WHEN THE COURVILLES, our next-door neighbors growing up, decided to move from Catahoula to Butte La Rose a few years ago, my parents bought their house and lot. Their initial idea was to sell it and have it moved elsewhere — my dad wanted to have a big garden in its place — but the house was too big to be moved in one piece, and chopping it in half and moving the two pieces elsewhere was too costly relative to what the house was worth. So my dad considered tearing it down and selling it for parts. He really wanted that big sunny garden there.

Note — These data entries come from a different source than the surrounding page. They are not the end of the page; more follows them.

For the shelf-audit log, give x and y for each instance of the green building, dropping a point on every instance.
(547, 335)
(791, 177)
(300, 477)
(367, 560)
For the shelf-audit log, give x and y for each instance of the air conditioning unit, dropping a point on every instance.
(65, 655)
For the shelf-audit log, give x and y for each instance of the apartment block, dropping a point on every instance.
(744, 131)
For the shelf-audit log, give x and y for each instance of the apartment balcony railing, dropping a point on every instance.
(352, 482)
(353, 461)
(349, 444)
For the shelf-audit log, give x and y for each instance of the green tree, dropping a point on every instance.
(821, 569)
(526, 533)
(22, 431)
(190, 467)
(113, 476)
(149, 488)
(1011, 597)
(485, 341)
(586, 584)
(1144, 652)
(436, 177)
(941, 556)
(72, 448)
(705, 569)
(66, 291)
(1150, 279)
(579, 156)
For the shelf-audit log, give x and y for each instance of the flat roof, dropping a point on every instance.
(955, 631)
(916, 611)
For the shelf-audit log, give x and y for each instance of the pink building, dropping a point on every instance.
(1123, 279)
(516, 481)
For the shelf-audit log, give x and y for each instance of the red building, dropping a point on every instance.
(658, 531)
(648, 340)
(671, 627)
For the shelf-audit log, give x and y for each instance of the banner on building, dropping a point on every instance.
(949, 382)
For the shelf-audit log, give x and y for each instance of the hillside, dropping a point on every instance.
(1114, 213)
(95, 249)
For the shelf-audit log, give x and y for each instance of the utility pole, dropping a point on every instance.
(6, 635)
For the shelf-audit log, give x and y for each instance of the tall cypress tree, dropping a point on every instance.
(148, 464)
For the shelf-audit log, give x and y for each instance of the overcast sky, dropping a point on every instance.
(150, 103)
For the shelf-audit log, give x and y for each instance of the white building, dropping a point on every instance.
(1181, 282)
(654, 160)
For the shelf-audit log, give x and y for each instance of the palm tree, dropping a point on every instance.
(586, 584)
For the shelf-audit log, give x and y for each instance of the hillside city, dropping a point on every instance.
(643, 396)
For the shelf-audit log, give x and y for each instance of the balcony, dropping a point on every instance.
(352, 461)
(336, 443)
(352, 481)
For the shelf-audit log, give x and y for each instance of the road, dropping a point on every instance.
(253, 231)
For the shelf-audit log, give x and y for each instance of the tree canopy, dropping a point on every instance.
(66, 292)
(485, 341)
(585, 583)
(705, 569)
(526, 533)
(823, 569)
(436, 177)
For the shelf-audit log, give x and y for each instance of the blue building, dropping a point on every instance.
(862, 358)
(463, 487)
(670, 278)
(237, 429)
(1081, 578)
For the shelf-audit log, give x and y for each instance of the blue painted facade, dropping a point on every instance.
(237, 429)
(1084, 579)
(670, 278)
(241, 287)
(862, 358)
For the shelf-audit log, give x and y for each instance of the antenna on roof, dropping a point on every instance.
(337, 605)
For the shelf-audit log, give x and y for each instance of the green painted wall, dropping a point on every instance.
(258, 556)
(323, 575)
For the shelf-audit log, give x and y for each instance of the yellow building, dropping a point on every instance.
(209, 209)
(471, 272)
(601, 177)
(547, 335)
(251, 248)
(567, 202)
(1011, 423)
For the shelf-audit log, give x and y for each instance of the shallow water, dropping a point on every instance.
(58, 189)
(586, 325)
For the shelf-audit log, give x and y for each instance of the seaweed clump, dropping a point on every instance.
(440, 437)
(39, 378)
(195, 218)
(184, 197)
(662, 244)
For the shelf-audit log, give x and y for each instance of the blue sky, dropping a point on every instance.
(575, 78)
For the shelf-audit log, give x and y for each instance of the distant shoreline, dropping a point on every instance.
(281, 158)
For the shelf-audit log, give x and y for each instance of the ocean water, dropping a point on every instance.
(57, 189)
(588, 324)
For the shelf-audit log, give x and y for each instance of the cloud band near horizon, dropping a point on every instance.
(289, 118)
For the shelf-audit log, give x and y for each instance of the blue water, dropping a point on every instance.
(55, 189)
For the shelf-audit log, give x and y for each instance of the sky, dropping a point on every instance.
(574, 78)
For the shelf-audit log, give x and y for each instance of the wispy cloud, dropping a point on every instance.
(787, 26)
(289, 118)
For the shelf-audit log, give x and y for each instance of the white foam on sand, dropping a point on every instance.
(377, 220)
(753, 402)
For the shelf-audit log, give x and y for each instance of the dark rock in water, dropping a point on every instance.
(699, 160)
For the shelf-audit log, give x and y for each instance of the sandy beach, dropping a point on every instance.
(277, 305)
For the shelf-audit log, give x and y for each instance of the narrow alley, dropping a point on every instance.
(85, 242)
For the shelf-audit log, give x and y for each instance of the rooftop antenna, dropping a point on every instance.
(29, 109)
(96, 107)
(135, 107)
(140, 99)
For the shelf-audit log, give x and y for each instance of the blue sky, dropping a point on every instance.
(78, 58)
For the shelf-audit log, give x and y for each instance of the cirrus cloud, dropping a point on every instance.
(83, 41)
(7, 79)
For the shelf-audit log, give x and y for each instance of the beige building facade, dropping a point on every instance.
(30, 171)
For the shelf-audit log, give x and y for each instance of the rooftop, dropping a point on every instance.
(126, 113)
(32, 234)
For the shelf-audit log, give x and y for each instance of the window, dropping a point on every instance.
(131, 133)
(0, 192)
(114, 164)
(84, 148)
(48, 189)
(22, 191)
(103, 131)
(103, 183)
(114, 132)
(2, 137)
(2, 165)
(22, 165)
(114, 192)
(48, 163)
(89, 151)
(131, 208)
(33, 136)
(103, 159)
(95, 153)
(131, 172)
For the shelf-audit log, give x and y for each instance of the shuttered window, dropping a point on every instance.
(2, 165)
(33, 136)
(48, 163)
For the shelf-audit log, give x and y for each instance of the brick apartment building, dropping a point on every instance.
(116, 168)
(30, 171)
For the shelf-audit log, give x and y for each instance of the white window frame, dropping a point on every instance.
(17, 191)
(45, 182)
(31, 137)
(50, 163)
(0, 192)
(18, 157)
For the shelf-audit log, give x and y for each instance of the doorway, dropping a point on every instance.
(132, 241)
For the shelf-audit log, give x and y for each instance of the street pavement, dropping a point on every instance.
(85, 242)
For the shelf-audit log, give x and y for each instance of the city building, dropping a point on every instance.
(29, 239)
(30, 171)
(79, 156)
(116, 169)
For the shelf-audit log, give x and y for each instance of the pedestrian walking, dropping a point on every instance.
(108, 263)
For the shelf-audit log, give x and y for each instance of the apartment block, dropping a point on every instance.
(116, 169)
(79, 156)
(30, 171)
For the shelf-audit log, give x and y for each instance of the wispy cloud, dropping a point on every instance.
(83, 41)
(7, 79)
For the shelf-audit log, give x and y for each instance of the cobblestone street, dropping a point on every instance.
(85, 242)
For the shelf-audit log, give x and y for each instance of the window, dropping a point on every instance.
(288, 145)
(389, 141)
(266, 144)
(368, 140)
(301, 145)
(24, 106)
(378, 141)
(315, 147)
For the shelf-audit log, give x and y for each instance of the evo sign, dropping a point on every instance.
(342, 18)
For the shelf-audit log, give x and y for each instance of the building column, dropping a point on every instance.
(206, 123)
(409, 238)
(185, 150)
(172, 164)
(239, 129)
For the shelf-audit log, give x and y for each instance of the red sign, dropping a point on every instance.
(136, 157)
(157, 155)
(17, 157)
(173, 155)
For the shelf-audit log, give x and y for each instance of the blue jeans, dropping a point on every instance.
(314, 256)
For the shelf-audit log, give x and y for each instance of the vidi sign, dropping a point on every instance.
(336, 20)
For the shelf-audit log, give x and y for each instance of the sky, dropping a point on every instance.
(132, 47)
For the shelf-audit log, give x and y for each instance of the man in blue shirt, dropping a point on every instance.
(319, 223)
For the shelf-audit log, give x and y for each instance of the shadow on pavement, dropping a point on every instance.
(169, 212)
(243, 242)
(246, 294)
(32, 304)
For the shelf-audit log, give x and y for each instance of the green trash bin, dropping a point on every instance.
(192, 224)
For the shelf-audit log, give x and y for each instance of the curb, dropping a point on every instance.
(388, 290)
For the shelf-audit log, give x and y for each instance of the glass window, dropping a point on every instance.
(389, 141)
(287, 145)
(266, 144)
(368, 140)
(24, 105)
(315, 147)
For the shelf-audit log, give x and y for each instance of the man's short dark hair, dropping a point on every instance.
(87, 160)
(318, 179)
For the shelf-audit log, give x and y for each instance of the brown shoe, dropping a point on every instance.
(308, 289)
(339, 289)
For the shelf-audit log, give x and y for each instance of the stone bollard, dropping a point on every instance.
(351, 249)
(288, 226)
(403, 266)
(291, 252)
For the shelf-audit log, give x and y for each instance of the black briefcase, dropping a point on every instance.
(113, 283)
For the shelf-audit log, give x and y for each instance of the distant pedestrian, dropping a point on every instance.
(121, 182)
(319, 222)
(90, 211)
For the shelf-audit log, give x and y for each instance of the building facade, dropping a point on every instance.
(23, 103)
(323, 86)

Destroying the house didn’t sit well with me. Maybe it was nostalgia for my childhood. I remember Miss Gail and Mr. Herman and the rest of their family with such fondness — oil painting with Miss Gail, playing pool, the smothered shrimp she’d give us for Christmas. With the house gone, some of those memories would go with it, wouldn’t they? But it wasn’t until I was putting the finishing touches on my book of dreams in 2012 that I started actively lobbying to keep the house intact. Specifically, this dream on page 91 caught my attention:
“I dreamed Miss Gail’s house was floating down Catahoula Lake on its side. It was painted corn yellow. Then it was underwater. I dragged a pirogue so narrow it felt like I was wearing it to the edge of the lake and waded in. Brandy said it was the most fun she’d ever had. I dove into the murky water and groped around for a slimy corner, anything to pull the house to the surface, and was surprised it was so easy to lift with one hand. “Maybe it shrank in the lake,” I thought. But it wasn’t a house I’d pulled from the lake. It was a severed thumb, a thumb with corn yellow skin and with a bone protruding.”
Andrew and I convinced my mom and dad to keep the house. My dad started renovations in 2012 and as of December 2014 the cottage — the name was Andrew’s idea —was ready to inhabit again. There’s even a small garden in front.